Die FNCEZ kritisiert außerdem das Programm des Landwirtschaftsministeriums und des Unternehmens Agroisleña zur Verteilung von Maissaatgut in Guarico, im Rahmen dessen genmanipuliertes und verdorbenes Saatgut an Kleinbauern und -bäuerinnen sowie Kooperativen verteilt worden sei und fordert, das Programm zu stoppen. Es war unter der Leitung von Ex-Landwirtschaftsminister Arnoldo Márquez in die Wege geleitet worden, dem daher die gezielte Sabotage kleinerer und mittlerer ProduzentInnen vorgeworfen wird.
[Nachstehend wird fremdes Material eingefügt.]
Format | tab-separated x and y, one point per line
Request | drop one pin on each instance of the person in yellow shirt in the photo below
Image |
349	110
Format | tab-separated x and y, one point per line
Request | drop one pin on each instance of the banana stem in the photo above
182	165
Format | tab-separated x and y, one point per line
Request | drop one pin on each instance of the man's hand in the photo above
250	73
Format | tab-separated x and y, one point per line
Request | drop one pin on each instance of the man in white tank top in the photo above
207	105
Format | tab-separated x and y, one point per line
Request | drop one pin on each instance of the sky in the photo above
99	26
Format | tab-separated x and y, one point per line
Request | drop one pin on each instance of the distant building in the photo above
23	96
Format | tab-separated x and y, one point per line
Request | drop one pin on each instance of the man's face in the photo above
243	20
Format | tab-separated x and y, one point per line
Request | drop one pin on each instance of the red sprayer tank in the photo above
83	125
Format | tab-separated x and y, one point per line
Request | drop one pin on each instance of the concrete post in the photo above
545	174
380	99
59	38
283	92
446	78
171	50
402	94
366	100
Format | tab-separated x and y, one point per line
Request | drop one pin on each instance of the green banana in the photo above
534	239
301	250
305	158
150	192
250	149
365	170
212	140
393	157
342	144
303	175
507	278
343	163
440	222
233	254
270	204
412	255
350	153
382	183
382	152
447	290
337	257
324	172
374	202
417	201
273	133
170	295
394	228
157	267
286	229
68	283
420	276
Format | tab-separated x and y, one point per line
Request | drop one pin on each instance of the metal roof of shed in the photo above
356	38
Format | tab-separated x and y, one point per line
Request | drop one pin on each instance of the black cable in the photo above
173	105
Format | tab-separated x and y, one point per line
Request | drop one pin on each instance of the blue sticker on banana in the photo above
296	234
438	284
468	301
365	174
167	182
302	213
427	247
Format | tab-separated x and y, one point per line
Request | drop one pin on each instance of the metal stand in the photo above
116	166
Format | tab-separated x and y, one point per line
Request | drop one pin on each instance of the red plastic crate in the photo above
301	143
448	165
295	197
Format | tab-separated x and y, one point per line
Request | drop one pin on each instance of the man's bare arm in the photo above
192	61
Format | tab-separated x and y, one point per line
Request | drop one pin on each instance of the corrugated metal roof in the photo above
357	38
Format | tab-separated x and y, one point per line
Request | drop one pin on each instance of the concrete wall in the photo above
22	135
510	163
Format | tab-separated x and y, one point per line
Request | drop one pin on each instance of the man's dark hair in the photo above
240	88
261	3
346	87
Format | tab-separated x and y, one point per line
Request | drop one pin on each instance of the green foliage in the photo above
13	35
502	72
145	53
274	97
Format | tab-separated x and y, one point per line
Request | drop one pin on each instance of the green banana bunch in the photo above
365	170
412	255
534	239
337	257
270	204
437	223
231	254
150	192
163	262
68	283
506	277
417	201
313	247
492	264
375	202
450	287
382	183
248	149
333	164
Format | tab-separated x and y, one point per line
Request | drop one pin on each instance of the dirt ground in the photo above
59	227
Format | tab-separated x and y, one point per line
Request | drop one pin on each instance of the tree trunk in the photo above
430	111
Ebenso wird die Klärung bezüglich des Vorgehens der Streitkräfte in Guasdalito im Bundesstaat Apure gegen die LandarbeiterInnenbewegung verlangt. Dort wurden in den vergangenen Monaten sieben Bauern verhaftet, einige gefoltert und einer von Armeeangehörigen ermordet. Venezuela steht vor dem Problem, dass viele Institutionen auf lokaler Ebene, auch Teile der Armee und Nationalgarde, nach wie vor im Dienste der GroßgrundbesitzerInnen stehen.
Die radikalen Teile der Opposition machen nun mobil gegen die anstehende Landreform. Der oppositionelle Viehzüchterverband Fedenagas erklärte, die Dekrete zur Landreform würden das verfassungsmäßige Recht auf Eigentum verletzen. Fedenagas werden Verbindungen zu Paramilitärs und Killertrupps nachgesagt, die in den vergangenen Jahren über 100 LandaktivistInnen, zuletzt Ende Dezember Alejandro Márquez im Bundesstaat Barinas, ermordeten. Einige Fedenagas-Mitglieder erklärten in der Vergangenheit offen, eine „bewaffnete Verteidigung“ sei ihr gutes Recht.
Auch die katholische Kirchenhierarchie, die den Putsch im April 2002 unterstützt hatte, stellte sich gegen die Dekrete zur Landreform. Doch andernorts stoßen die Maßnahmen zur „Abschaffung des Großgrundbesitzes“ auf breite Zustimmung. Selbst die Gouverneure der einzigen beiden oppositionell regierten Bundesstaaten Zulia und Nueva Esparta (Isla Margherita) befürworten die Landreform.